The committee's publicly available summary of the business before it shows there was no inquiry into Progressive, just a financial review of the commission. The acting chair of the committee, who is an opposition MP, criticised the tone of the letter as "bullying" and tried to get Progressive senior management "invited" to appear in front of the committee. Although this was blocked by the Government majority, the committee did make an interim report drawing the attention of Parliament (and the public) to the lawyer's letter and the entire transcript with all adverse comments about Progressive in it.

This was the information Progressive had asked for, but I doubt their risk assessment of making the request to the committee extended to the entire transcript being brought to the attention of the world in quite this way.

The question is whether the committee's decision to publish the entire transcript, including all the remarks about which Progressive was concerned, coupled with the debate around the tenor of the lawyers' letter, has done more damage to Progressive's reputation than the remarks. There is nothing Progressive can do about the transcript since it is protected by parliamentary privilege. So it might have been better to stay quiet.

Under Standing Order 234, provisions are intended to minimise the risk that a person's reputation will be damaged by allegations in evidence given to a Select Committee - such evidence being protected by parliamentary privilege.

But it is very difficult to invoke these provisions unless a select committee is minded to be co-operative. They are innately political creatures and if members dislike the tone of a request - even one framed consistently with Standing Orders - members will have no hesitation in publicly saying so, as Opposition MPs have done this week. And having an Opposition MP as acting chair (while the Government MP is away) in the run-up to an election increases the risk of unexpected outcomes.

The commission makes it clear there is still some way for its investigations to run, but equally clear is the signal by Opposition MPs they will be seeking to invite the commission back once it has finished its investigation to take the committee through its report.
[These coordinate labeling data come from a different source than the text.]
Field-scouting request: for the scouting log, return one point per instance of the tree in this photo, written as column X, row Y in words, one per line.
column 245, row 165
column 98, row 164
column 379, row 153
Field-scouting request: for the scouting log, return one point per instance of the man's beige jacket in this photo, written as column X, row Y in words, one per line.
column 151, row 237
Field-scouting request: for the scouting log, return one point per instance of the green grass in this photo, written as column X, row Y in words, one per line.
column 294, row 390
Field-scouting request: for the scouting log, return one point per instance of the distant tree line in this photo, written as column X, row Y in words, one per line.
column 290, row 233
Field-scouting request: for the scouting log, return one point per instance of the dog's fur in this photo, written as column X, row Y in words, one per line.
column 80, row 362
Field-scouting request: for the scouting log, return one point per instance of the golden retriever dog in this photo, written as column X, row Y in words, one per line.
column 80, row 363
The committee can also undertake its own inquiry into how supermarket businesses treat suppliers in future, even though that was not what it was doing this week. Standing Order 192 also allows committees to request any person to attend and give evidence, so Progressive may be asked to answer questions at a later date. The only restrictions on committee inquiries are matters awaiting or under judicial decision, and allegations of criminal wrongdoing against identifiable individuals.

So Progressive may have another opportunity to reflect on how best to deal with Parliament in future and what happened to them this week is a cautionary tale for anyone dealing with Parliament.

Mai Chen is a founding partner in Chen Palmer lawyers and an adjunct professor at the Auckland University business school.